Washington apples, Red and Golden Delicious

It’s October, and that means apple harvest time! This past weekend, my sister shared some Red Delicious and Golden Delicious apples picked fresh from her backyard.

Washington state is famous for its apples and I eat them every day, but with more than I could hope to use before they got ripe and mushy, I consulted my old copy of Putting Food By, by Ruth Hertzberg, Beatrice Vaughan, and Janet Greene for tips on storing them longer.

Putting Food By book, tips for storing and preserving fruits and vegetables

According to a chart in the book, the ideal temperature for storage is 32 degrees with a relative humidity of 80-90% (or moderately moist to moist) with slight air circulation. Varieties best suited for storage include Winesap, Yellow Newton, Northern Spy, Jonathan, McIntosh, Cortland, and Delicious.

Apples are a climacteric fruit, which means they’ll continue to ripen after being picked and give off ethylene during ripening. This release of ethylene can cause other nearby fruits and vegetables to ripen, often too quickly. (If you’ve ever stored apples and bananas next to each other on the counter and wondered why the bananas quickly went bad, you’ve seen this in action).

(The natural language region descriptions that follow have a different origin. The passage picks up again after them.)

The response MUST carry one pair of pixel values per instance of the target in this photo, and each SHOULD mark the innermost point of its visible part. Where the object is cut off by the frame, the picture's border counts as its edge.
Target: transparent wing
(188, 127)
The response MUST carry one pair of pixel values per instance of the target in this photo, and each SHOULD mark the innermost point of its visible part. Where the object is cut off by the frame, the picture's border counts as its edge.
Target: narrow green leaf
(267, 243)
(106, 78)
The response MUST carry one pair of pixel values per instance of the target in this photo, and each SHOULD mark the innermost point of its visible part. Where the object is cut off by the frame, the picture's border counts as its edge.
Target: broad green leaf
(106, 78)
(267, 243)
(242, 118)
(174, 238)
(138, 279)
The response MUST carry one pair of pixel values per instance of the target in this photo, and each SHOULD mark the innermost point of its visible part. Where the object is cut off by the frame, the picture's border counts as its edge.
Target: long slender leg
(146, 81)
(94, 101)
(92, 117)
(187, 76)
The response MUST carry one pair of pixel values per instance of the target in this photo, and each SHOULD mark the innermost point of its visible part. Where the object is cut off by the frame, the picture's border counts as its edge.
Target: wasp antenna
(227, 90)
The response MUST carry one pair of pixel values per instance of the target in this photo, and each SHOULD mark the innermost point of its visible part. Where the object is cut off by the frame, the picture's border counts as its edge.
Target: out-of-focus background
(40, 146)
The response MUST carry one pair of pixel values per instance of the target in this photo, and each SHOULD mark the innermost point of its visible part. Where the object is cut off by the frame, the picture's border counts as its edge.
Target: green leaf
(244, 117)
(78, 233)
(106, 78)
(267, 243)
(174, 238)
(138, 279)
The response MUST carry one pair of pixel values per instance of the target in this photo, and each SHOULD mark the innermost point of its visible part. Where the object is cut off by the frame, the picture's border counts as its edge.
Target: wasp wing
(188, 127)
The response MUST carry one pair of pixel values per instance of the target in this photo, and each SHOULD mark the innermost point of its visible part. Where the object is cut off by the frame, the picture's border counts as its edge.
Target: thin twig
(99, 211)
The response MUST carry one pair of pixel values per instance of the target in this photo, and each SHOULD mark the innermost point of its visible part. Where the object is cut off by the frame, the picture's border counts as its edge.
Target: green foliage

For this reason, it’s best to store apples away from other fruits and vegetables. Although the book recommends root-cellaring them in a cellar dedicated to fruit, I’ll be storing mine in the garage where they’ll be kept cool but above freezing. Apples can freeze at 29 degrees, so a garage or shed that will keep them above this temperature should work fine.

How to store apples for winter
1. Examine the apples for any bruises, cuts, or other flaws. Only perfect fruit should be stored, as bruises can quickly rot and spread to other fruits.
Choose only perfect apples for long term storage.

2. Wrap the apples individually in paper to cut down their oxygen intake. Place the wrapped apples in a box lined with wood shavings, straw, hay, or dry leaves.

Wrapping apples in paper helps prevent them from taking up too much oxygen and ripening.

I had packed the fruit in tightly at first, but decided to spread them out to give them a little more “breathing” room.
Insulate apples with wood shavings, hay, or straw to store for winter.

3. Cover the wrapped apples with more wood shavings or straw, and cover the box.
Top apples with wood shavings and add a cover to the box.

4. Check the apples from time to time and remove any that are starting to spoil.
Inspect apples occasionally and remove any that show signs of spoiling.
According to the book, apples stored in the right conditions can keep for 4-6 months – but I’m sure mine will find their way into a cobbler or pie long before that!